Lacey pegou uma das caixas cheias de itens que ela ainda não tinha avaliado e a levou de volta para a mesa. Enquanto pegava item após item, alinhando-os sobre o balcão, um sentimento de animação percorreu-a. Seu último leilão foi maravilhoso, mas moderado pelo fato dela estar procurando por um assassino, na época. Este ela seria capaz de desfrutar plenamente. Ela realmente teria a chance de exercitar suas habilidades como leiloeira, e literalmente mal podia esperar!
Ela havia acabado de entrar num estado de total concentração, avaliando e catalogando os itens, quando foi interrompida pelo som estridente de seu celular. Um pouco frustrada por ser perturbada por, sem dúvida, sua irmã caçula exagerada, Naomi, a respeito de uma crise melodramática de mãe solteira, Lacey olhou para o celular, que estava com a tela voltada para cima, sobre o balcão. Para sua surpresa, o nome que piscava no visor era o de seu ex-marido David, de quem havia recentemente se divorciado.
Lacey olhou para a tela piscando por um momento, atordoada demais para agir. Um tsunami de emoções diferentes a invadiu. Ela e David não haviam trocado uma palavra desde o divórcio – embora ele ainda parecesse conversar com a mãe de Lacey, justo ela – e havia lidado com todo o processo através de seus advogados. Mas ele estar ligando diretamente para ela? Lacey nem sabia por onde começar a teorizar por que ele estaria fazendo isso.
Contrariando seu instinto, Lacey atendeu.
"David? Está tudo bem?"
"Não, não está", ele falou com a voz aguda, trazendo à tona um milhão de lembranças latentes que estavam adormecidas na mente de Lacey, como poeira levantada.
Ela ficou tensa, preparando-se para uma terrível bomba. "O que foi? O que aconteceu?"
"Sua pensão não chegou".
Lacey revirou os olhos com tanta força que doeu. Dinheiro. Claro. Nada importava mais para David do que dinheiro.
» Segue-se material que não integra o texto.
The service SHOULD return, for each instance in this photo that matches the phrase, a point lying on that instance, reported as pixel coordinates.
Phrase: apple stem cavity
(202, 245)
Um dos aspectos mais ridículos de seu divórcio foi o fato de ela ter que pagar apoio financeiro conjugal a ele, porque ela era o membro do casal que ganhava mais. Lacey concluiu que a única coisa que o obrigava a fazer contato real com ela seria isso.
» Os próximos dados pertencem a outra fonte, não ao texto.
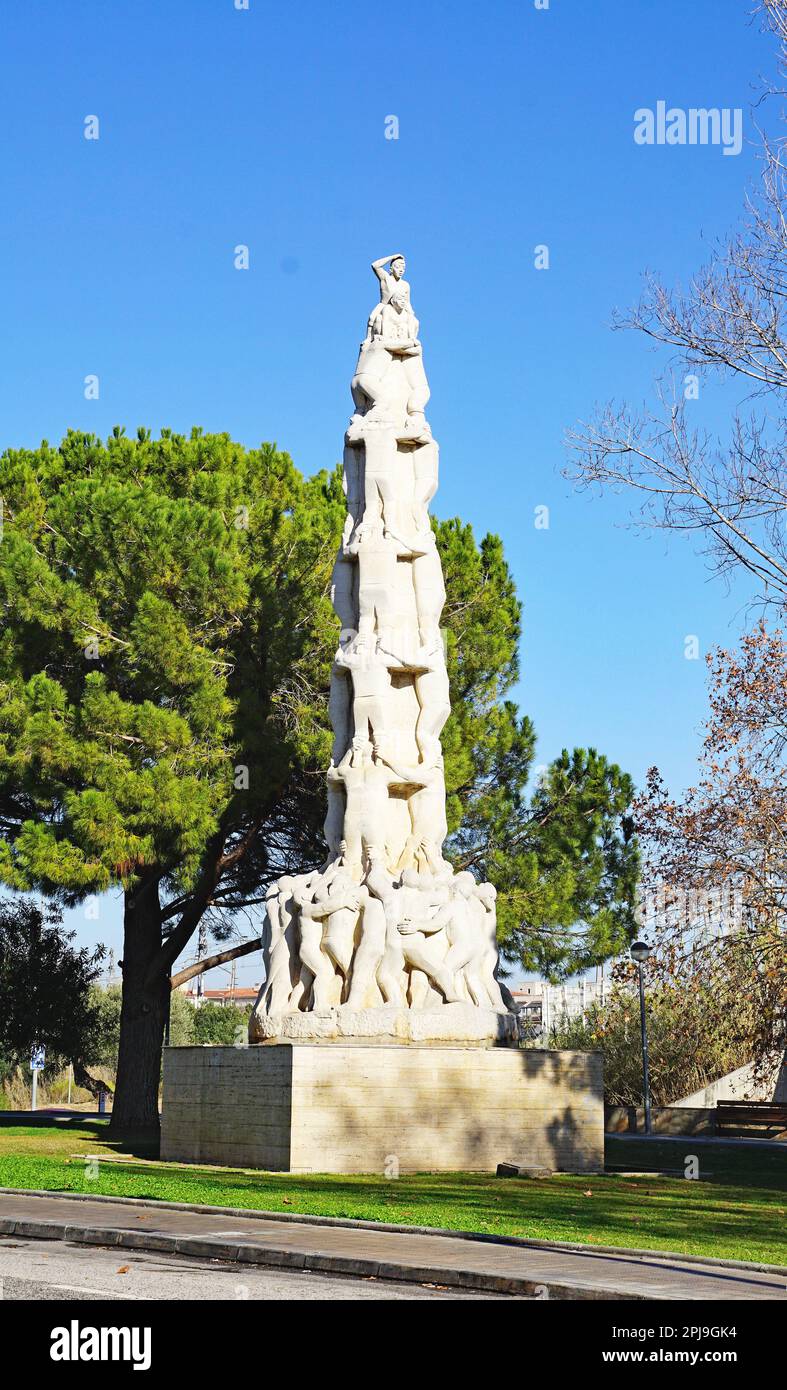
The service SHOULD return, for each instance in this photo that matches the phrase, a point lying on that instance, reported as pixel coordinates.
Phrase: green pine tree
(164, 666)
"Mas eu coloquei em débito automático", disse Lacey. "O banco paga automaticamente".
"Bem, é claro que os britânicos têm uma interpretação diferente da palavra automático", disse ele, arrogante. "Jé que nenhum valor foi depositado na minha conta bancária e, se você não sabia, o prazo vence hoje! Então, sugiro que você ligue imediatamente para o seu banco e resolva a situação".
Ele parecia um diretor de escola. Lacey esperava que ele terminasse seu monólogo com a frase "sua garotinha boba".
Ela apertou o celular com força, tentando ao máximo não deixar David irritá-la, não hoje, na véspera do seu leilão, pelo qual ela estava tão ansiosa!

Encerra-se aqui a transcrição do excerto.